The legal differences between civil partnership – which is legal for same-sex couples – and marriage are minimal in Northern Ireland. Civil partnerships cannot include religious elements in the ceremony, while the grounds for a dissolution cannot include adultery, unlike a marriage. Some bureaucratic documents list separate tick boxes for marriage or civil partnership, effectively forcing individuals to disclose their sexuality.
Fenton notes that DUP’s founder Ian Paisley once led a “Save Ulster from Sodomy” campaign against decriminalization of homosexuality.
More recently, its politicians have stated that same-sex relationships are worse than paedophilia; have called homosexuality “repulsive”, “unnatural” and “harmful to society”; and suggested that God sent Hurricane Katrina as a punishment for LGBT rights. The party has opposed same-sex couples being able to adopt and objects to men who have sex with men being allowed to donate blood.
But public support crosses traditional political lines:
While the rival parties clash, public support for equality transcends traditional unionist/nationalist and Catholic/Protestant divides.

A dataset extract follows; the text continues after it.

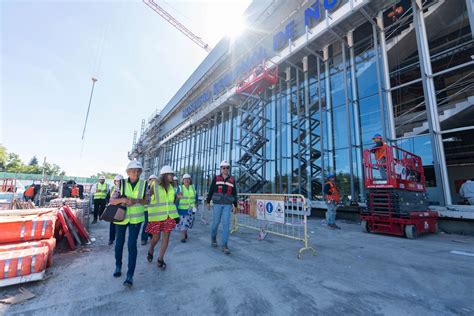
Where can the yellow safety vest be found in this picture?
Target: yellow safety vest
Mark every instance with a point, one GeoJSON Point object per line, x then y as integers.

Another recent survey found younger, pro-union Protestants feel increasingly alienated from the stance of unionist parties.
Albania: Activist writes of decision to leave
At DailyXtra, LGBT activist Kristi Pinderi writes about the decision to flee Albania. “By the time we left, we were receiving doens of death threats on social media every day—threats we couldn’t ignore. The false sense of security we had built around us started to crumble.” Pinderi explains how his public activism started:
It was the summer of 2009, when the right-wing Democratic Party of Albanahad won the elections for a second time but the political opposition was accusing Albanian Prime Minister Sali Berisha of election fraud.
In order to distract the public from the scandal, Berisha suddenly announced that his government would propose a law legalizing same-sex marriage.
We hadn’t known each other for more than an hour when [Pinderi’s friend] Xheni and I caught the headlines on the news: Muslim, Orthodox and Catholic leaders were releasing a joint press release in opposition of gay marriage.
After years of public activism led to threats and vandalism, Pinderi and his partner have emigrated to Canada.
Alderney: Island approves marriage equality
The government of Alderny in the Channel Islands, a British Crown dependency, voted to approve marriage equality, but it could take more than a year for the law to receive formal assent from the UK Privy Council and go into effect.
Mexico
The long and complicated march toward marriage equality continues. In Nuevo Leon, 118 people received an amparo, an injunction from a federal court requiring the civil registry of Nuevo Leon to marry them.
Panama: Draft Supreme Court ruling bad news for marriage equality advocates
A draft Supreme Court ruling reportedly holds that restricting marriage to a man and a woman is not unconstitutional; the ruling reportedly says making changes in marriage law is the responsibility of the National Assembly.
Hong King: Exhibit of same-sex couples asks ‘Why not here?’
A photography exhibit entitled “Why Not Here?” features 13 same-sex couples who are “legally married in another country but settled in Hong Kong,” reports the South China Morning Post.